At that point, he let out a horrified scream and bolted away from us at the crate at top speed, wailing like a portable klaxon.
I had not been anticipating that.
My mother and I threw each other disbelieving glances and took off in hot pursuit. Chitlin, never any fool, immediately dove for the first cover he could see- the Christmas tree. He threw himself behind it, sending ornaments and needles flying in all directions, and stood in the corner, panting and snorting and muttering to himself about the horrible day he was having. Naturally, we had put it in a corner- we always did, it was the only way to keep from having it knocked down by dog or cat. Or pig. I looked at my mother. My mother looked at me.
“You’re young and short and flexible- GET HIM!”
“But I… fine… just get the crate, I’ll try and herd him into it.”

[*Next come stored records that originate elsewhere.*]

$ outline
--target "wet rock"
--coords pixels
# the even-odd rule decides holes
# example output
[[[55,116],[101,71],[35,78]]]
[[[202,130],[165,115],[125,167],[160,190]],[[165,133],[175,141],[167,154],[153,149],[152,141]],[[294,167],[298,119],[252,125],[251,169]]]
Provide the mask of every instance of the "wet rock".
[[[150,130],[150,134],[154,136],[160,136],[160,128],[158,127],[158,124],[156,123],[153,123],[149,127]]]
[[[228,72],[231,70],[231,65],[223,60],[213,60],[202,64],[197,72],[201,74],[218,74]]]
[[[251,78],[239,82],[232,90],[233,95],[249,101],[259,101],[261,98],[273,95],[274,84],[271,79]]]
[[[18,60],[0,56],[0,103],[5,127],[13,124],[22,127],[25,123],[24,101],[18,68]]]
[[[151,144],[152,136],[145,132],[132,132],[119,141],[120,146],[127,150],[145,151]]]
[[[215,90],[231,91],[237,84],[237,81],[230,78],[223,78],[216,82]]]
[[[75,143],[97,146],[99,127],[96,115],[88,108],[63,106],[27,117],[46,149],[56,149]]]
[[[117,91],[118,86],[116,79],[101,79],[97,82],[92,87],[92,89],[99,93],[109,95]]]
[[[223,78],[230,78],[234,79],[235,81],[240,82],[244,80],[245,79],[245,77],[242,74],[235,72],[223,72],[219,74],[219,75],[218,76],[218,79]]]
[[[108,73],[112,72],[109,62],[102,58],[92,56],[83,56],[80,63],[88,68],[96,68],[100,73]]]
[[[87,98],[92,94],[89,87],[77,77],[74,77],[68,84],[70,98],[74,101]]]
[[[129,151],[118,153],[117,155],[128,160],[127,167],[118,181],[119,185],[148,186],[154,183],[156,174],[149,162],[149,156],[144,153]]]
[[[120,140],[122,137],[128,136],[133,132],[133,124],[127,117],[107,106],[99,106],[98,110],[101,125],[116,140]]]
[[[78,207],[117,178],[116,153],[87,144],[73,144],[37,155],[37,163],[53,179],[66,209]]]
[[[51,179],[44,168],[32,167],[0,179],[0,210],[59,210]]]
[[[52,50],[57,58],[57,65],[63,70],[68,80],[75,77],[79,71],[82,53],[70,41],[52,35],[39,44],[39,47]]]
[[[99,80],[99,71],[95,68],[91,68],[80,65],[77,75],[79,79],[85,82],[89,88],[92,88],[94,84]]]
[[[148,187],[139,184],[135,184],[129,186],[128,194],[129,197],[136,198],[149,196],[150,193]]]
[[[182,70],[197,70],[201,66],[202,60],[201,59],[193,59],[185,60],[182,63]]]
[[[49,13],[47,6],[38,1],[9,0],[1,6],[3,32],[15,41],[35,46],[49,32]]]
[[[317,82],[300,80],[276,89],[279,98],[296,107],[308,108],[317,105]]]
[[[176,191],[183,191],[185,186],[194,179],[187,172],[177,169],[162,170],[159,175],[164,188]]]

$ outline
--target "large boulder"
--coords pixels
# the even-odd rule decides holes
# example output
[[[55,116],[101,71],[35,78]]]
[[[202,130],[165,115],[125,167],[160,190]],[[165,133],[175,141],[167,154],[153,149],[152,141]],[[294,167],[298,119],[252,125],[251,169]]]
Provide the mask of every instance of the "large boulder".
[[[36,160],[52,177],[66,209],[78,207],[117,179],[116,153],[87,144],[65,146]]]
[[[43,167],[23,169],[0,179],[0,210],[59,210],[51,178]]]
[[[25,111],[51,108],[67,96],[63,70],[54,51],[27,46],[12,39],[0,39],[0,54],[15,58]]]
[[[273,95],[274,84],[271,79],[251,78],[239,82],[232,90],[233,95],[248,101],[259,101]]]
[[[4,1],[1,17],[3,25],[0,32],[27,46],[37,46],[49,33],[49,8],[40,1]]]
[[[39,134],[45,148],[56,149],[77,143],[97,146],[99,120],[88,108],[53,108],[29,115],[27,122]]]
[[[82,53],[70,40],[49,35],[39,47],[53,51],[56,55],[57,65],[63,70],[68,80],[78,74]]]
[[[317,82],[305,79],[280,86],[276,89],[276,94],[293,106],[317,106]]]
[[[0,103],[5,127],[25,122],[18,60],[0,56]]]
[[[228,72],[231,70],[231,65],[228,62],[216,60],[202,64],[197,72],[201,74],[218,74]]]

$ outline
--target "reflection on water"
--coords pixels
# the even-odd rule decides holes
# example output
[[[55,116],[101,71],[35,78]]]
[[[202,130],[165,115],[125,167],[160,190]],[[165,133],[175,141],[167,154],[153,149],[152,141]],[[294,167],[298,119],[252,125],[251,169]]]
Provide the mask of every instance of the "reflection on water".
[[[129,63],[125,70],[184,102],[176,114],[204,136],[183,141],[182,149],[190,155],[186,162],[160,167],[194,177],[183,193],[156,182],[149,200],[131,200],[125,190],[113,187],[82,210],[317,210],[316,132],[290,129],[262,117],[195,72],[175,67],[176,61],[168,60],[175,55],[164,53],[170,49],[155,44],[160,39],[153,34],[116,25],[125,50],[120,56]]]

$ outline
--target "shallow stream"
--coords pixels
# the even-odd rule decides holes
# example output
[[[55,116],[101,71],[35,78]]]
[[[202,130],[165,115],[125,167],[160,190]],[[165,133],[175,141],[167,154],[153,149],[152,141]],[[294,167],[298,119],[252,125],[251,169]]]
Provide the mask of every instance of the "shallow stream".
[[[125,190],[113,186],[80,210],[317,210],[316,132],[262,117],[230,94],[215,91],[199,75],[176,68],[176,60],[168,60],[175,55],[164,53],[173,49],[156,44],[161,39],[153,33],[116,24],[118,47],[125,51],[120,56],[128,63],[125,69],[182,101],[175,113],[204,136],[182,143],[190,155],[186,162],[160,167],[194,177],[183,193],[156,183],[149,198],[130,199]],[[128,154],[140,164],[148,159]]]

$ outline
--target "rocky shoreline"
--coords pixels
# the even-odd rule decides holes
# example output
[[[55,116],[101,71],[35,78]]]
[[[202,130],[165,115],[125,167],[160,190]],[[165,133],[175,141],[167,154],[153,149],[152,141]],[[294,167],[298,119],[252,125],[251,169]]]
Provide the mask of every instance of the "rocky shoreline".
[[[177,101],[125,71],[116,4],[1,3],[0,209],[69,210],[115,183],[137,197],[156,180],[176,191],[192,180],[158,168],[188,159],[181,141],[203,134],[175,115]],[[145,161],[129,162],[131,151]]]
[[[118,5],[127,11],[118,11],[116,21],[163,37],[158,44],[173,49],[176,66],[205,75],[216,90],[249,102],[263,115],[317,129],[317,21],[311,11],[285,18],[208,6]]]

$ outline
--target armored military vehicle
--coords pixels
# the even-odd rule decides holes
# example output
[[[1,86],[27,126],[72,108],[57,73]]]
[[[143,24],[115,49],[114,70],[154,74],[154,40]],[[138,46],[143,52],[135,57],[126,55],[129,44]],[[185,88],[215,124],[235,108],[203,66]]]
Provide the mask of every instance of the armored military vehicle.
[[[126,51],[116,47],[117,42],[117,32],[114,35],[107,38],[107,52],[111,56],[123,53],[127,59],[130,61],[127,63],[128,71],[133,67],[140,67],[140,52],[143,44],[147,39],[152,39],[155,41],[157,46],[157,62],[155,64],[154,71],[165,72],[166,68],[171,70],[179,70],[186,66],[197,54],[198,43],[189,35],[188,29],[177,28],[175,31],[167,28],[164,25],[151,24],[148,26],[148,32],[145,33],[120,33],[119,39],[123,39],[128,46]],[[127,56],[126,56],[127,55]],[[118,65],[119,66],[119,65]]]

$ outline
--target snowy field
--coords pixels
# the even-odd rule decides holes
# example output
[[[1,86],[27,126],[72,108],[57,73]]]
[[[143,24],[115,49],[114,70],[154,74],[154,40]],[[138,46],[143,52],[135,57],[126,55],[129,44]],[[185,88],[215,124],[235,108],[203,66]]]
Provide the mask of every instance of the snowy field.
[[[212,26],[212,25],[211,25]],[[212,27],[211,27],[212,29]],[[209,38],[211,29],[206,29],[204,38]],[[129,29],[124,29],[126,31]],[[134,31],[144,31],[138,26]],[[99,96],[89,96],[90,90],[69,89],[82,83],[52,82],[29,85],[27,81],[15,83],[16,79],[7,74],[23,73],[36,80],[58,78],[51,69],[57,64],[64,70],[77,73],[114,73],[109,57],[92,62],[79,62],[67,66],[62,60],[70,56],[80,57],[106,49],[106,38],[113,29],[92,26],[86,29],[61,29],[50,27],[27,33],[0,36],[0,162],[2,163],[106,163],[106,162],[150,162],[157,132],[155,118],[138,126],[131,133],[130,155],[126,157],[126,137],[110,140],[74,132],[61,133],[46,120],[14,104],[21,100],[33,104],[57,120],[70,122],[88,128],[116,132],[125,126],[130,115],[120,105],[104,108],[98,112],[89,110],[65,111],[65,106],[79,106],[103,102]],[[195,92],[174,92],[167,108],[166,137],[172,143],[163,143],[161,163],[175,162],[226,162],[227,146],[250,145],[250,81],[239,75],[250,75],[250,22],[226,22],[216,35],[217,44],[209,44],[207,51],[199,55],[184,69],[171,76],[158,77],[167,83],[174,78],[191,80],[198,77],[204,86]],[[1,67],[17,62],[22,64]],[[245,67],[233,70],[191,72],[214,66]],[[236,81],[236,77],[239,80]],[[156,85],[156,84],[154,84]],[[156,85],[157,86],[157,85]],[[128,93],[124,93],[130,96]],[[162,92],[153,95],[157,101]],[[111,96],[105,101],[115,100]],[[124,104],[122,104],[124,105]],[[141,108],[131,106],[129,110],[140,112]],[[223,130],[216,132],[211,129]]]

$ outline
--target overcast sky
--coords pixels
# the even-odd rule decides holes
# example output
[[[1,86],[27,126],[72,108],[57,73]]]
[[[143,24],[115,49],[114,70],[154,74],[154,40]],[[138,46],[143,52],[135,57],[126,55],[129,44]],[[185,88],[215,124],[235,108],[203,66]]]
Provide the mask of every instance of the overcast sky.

She put the open crate near Chitlin’s head, and I dropped to my hands and knees and shuffled in after him. He leaped away from me, nimbly avoiding the crate and coming around the tree, at speed, up behind me.
“OH SHIT!!”
My memory becomes somewhat muddled with adrenaline and general chaos at this point. I remember moving on my hands and knees at a rate normally reserved for quadrupeds like the demon pig I was both chasing and being chased by, and Chitlin screaming. I think I might have been screaming, too; my mother certainly was, perhaps not realizing that a person shuffling for their life and the life of the threat is generally not open to receiving constructive criticism about their technique. I remember having my eyes mostly shut against the punishment of needles and ornaments (who knew we had so many pointy ornaments?). Chitlin must have been sick indeed- he would normally be much faster than me- because eventually I came up around on his rear again and was able to catch him in a flying tackle. I frantically stuffed him in the crate, catching a few trotters to the face in the process, and locked him in.
We now had a very noisy box of great density. Instead of having some strong drink and lying down in a very quiet room, which is how I would probably handle a similar experience now, we had to somehow wrestle our Box of Horrors into the car and to the vet. Somehow, we did- two short women, one only twelve or thirteen and one drastically out of shape- probably running on the pure adrenaline. (My mother has back pain to this day, can throw it out on a fifteen-pound bag of cat food, though I don’t know for sure that this was the original cause.) We went to the vet amid screams and wails and unnameable substances, Animal Farm on wheels.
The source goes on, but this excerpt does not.